Why? Not because you’ll need to jerk off in college. Gross. Who thought that? You need the tissue boxes because the college bookstore will rip you off like no other when you get a cold in October and go through your first little travel packet of tissues. At my bookstore, they charge $4 a box. $4. Do you realize how ridiculous that is? This year, I’m bringing my tissues from home and I’m going to enjoy it, damnit.

5. One Plain T-shirt


Somewhere, somehow along the line, no matter what clubs or sororities or groups you join, you will be forced to make a spirit t-shirt. If you want to get really classy, get a plain t-shirt with the colors of your school. Last year I had to make three such shirts- one for orchestra, one for crew, and one for our school basketball team (which I wasn’t even a part of). You’ll need this. Bring it.

6. Frisbee

Yet another way to make friends. It’s similar to the hackeysack, but not quite. Throwing a firsbee around takes up more room, so you get more people to see you more. More exposure to people means more eventual friends.

7. Miniature Sudoku book

Deathly important. When you’re bored as shit in your classes and can barely stay awake, I’ve found that Sudoku books make you look like you’re conscious and gives the impression that you’re taking notes. If your professor sees you doing them (not that that’s ever happened (cough)), insist that you have a mild case of ADHD and that you focus better when your hands have something to do while you listen. It works wonders.

8. Whiteboard Calendar

No, I’m not talking about the little whiteboard hangs outside your door. I’m talking about the above. This deceptively simple system is what kept me on top of meetings, classes, assignments, and due dates for anything. This is the best thing you could ever get to organize yourself in college. Get it.

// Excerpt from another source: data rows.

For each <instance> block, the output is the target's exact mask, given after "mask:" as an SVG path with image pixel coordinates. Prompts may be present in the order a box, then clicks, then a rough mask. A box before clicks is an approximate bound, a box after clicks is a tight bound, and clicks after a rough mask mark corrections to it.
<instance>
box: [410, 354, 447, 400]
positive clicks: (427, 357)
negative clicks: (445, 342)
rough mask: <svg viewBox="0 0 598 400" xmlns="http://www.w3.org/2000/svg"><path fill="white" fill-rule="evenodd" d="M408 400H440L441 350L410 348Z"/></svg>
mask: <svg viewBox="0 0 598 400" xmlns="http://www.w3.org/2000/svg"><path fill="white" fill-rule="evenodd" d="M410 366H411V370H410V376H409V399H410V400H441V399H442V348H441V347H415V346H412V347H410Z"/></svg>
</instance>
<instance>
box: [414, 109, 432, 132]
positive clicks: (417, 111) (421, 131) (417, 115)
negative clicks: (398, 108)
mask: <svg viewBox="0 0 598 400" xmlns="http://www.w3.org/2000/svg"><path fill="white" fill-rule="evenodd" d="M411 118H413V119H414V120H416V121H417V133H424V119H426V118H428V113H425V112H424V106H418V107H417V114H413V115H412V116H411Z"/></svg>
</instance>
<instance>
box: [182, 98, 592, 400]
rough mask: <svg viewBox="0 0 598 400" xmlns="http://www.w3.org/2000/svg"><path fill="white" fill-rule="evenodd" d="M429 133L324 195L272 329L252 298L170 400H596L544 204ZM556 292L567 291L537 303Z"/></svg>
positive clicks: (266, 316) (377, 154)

People will probably find this as they search for what to bring to college. If you have any suggestions for things that are really, truly forgotten to bring to college, add a comment and help out the freshman!

1 comment:

Anonymous said...

Wow, I'm a freshman and this helps a lot - thanks! ;D I would have never thought about all this stuff... well, maybe the calendar but you know what I mean.

I'm glad I could help you with your Gregg situation... and, if he does call, that doesn't mean you have to open yourself up to him again. Everyone has to move on from relationship and put what's past behind them... and, sometimes, shit happens to stir up the past... but that's just a risk we have to take. Nobody should wait around forever... life is too valuable to waste it like that. I wasted my High School years that way, only my situations was a bit easier to take than yours... my guy never cared.

However, if you ever do get your past brought up again... at least you know that you have Marlie to lean on for comfort... and your readers too. I'll always help you if I can... I know you don't know me and I don't really know you... but I'll still try to help.